Mur de sécurité israélien - L'Assemblée de l'ONU saisit la Cour de La Haye

Un ouvrage très controversé.
Photo: Agence Reuters Un ouvrage très controversé.

Jérusalem — Israël était indigné et les Palestiniens satisfaits hier après l'adoption d'une résolution de l'Assemblée générale de l'ONU demandant à la Cour internationale de justice (CIJ) de se prononcer sur les conséquences légales de la ligne de séparation que l'État juif construit en Cisjordanie.

«Il est très regrettable qu'un groupe de pays se serve cyniquement de l'Assemblée générale de l'ONU pour délégitimer un État membre. L'État juif est le seul à avoir été mis en demeure de devoir rendre compte à un tribunal de son droit légitime à se défendre», a affirmé à l'AFP Raanan Gissin, porte-parole du gouvernement israélien, après le vote à l'ONU.

«C'est très grave, au lieu de juger les terroristes et de défendre la civilisation, la CIJ va créer un précédent [...] Cela sert les pays arabes qui veulent figer la Feuille de route», le dernier plan de paix international pour le conflit israélo-palestinien, a-t-il ajouté.

Au contraire, l'Autorité palestinienne a vu dans ce vote «une victoire pour le droit», et s'est félicité de cette résolution après l'adoption de la Feuille de route par la résolution 1515 du Conseil de sécurité de l'ONU.

«Il s'agit d'un message de la communauté internationale qui indique à Israël de stopper la construction du "mur" et ses agressions», a ajouté l'Autorité dans un communiqué.

La résolution de l'ONU demandant à la CIJ de définir quelles sont «en droit les conséquences de l'édification» de la ligne de séparation a été adoptée par 90 voix pour, 8 contre et 74 abstentions (dont celle des pays membres de l'Union européenne).

Conscient que le résultat du vote était inéluctable, le cabinet israélien avait par avance décidé de ne pas boycotter la CIJ et de plaider le «droit à l'autodéfense».
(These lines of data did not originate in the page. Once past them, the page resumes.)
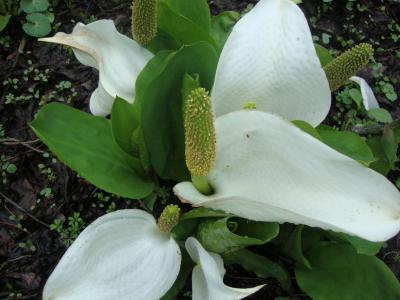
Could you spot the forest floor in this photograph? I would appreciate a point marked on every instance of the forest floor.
(44, 205)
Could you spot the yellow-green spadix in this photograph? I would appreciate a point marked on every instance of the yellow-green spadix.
(144, 20)
(266, 168)
(124, 255)
(199, 137)
(342, 68)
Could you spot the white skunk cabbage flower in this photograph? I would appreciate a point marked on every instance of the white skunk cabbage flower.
(124, 255)
(368, 96)
(207, 276)
(269, 170)
(118, 59)
(270, 59)
(266, 168)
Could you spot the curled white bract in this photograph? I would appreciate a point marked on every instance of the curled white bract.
(207, 276)
(118, 59)
(269, 170)
(270, 59)
(121, 255)
(369, 99)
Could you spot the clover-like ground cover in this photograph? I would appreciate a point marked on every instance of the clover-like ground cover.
(44, 205)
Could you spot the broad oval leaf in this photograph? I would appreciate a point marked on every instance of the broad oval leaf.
(160, 99)
(85, 144)
(260, 265)
(338, 272)
(348, 143)
(37, 25)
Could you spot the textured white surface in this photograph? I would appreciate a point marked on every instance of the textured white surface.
(369, 99)
(207, 276)
(118, 59)
(270, 59)
(121, 255)
(269, 170)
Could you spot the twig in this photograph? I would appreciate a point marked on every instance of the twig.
(16, 205)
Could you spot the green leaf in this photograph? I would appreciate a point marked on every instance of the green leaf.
(197, 11)
(160, 100)
(260, 265)
(85, 144)
(37, 25)
(324, 55)
(293, 247)
(380, 115)
(203, 212)
(33, 6)
(360, 245)
(348, 143)
(185, 270)
(221, 26)
(180, 28)
(4, 21)
(124, 120)
(389, 145)
(338, 272)
(307, 128)
(188, 222)
(189, 84)
(232, 233)
(356, 96)
(381, 163)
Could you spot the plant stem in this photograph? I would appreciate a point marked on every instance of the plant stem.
(202, 185)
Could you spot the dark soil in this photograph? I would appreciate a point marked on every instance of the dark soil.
(29, 249)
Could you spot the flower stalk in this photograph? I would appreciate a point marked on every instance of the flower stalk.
(169, 218)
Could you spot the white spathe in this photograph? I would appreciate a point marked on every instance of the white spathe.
(269, 170)
(208, 274)
(270, 59)
(121, 255)
(369, 99)
(118, 58)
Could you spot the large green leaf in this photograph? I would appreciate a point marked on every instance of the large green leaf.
(232, 233)
(338, 272)
(37, 25)
(306, 127)
(185, 270)
(197, 11)
(293, 246)
(189, 221)
(349, 144)
(160, 100)
(360, 245)
(382, 164)
(221, 26)
(179, 28)
(260, 265)
(85, 144)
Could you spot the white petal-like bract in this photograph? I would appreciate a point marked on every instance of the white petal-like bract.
(270, 59)
(207, 276)
(121, 255)
(369, 99)
(269, 170)
(118, 59)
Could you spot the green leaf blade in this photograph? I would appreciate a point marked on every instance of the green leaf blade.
(85, 144)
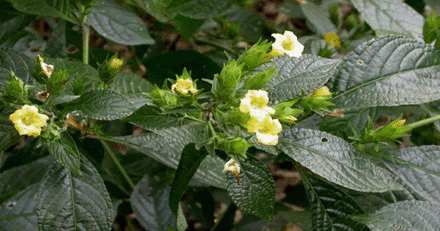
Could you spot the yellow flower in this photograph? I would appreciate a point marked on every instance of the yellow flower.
(183, 86)
(233, 168)
(255, 103)
(27, 120)
(266, 130)
(287, 44)
(332, 39)
(322, 92)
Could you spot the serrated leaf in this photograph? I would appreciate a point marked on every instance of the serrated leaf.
(56, 8)
(319, 17)
(188, 164)
(149, 201)
(66, 152)
(116, 23)
(17, 62)
(66, 202)
(391, 17)
(306, 73)
(388, 71)
(133, 87)
(331, 207)
(103, 105)
(404, 216)
(256, 193)
(19, 212)
(418, 170)
(16, 179)
(335, 160)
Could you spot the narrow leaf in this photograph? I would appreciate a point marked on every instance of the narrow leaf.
(335, 160)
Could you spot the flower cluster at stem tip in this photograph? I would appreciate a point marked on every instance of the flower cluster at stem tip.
(27, 120)
(261, 123)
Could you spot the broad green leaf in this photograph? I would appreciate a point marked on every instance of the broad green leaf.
(103, 105)
(57, 8)
(306, 73)
(66, 202)
(133, 87)
(116, 23)
(388, 71)
(149, 201)
(151, 118)
(66, 152)
(14, 61)
(319, 17)
(418, 169)
(391, 17)
(331, 207)
(188, 164)
(256, 193)
(19, 212)
(404, 216)
(335, 160)
(16, 179)
(167, 148)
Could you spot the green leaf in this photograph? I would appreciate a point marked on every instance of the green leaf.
(151, 118)
(66, 152)
(335, 160)
(167, 148)
(149, 201)
(16, 179)
(331, 207)
(319, 17)
(19, 212)
(418, 170)
(391, 17)
(188, 164)
(66, 202)
(133, 87)
(103, 105)
(57, 8)
(306, 73)
(17, 62)
(116, 23)
(256, 193)
(388, 71)
(404, 216)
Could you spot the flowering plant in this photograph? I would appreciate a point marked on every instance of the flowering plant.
(333, 121)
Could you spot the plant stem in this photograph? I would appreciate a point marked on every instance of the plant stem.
(117, 163)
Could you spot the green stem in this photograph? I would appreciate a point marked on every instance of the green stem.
(423, 122)
(117, 163)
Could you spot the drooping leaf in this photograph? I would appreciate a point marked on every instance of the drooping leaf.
(19, 212)
(103, 105)
(335, 160)
(16, 179)
(67, 202)
(256, 193)
(404, 216)
(188, 164)
(388, 71)
(331, 207)
(319, 17)
(149, 201)
(57, 8)
(116, 23)
(418, 170)
(306, 73)
(391, 17)
(66, 152)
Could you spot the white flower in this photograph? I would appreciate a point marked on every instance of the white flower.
(287, 44)
(255, 103)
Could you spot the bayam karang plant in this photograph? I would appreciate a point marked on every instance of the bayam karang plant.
(313, 109)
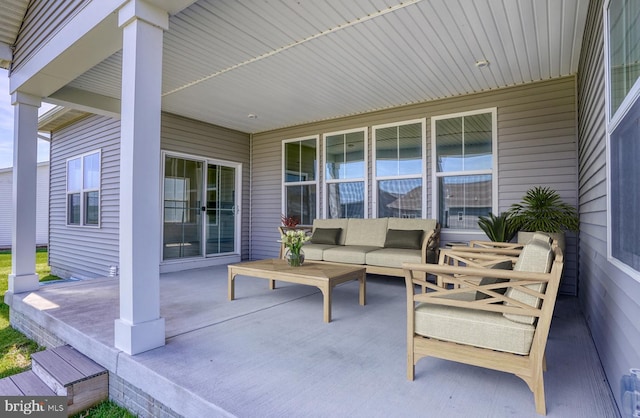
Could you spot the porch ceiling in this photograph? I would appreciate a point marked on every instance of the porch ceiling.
(293, 62)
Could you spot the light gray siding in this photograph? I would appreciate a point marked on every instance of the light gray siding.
(42, 205)
(43, 19)
(76, 251)
(536, 146)
(89, 252)
(609, 297)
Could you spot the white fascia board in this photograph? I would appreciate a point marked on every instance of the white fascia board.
(86, 101)
(171, 6)
(87, 39)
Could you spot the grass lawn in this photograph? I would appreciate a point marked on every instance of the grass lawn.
(16, 348)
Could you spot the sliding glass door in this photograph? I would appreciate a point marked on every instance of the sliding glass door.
(200, 216)
(221, 209)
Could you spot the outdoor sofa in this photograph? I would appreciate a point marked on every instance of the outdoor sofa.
(381, 245)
Prévue au départ pour empêcher l'infiltration de kamikazes palestiniens en Israël, la ligne de séparation que construit l'État juif était censée épouser grosso modo le tracé de la «ligne verte», la ligne de démarcation entre Israël et la Cisjordanie.

Mais dans son tracé actuel, l'ouvrage, qualifié de «clôture de sécurité» par Israël, s'enfonce par endroits profondément en territoire palestinien pour protéger des colonies juives et les abords de Jérusalem-est, occupée et annexée. Pour les Palestiniens, ce «mur de l'apartheid», est un moyen pour Israël de rogner sur le territoire de l'État qu'ils ambitionnent de créer.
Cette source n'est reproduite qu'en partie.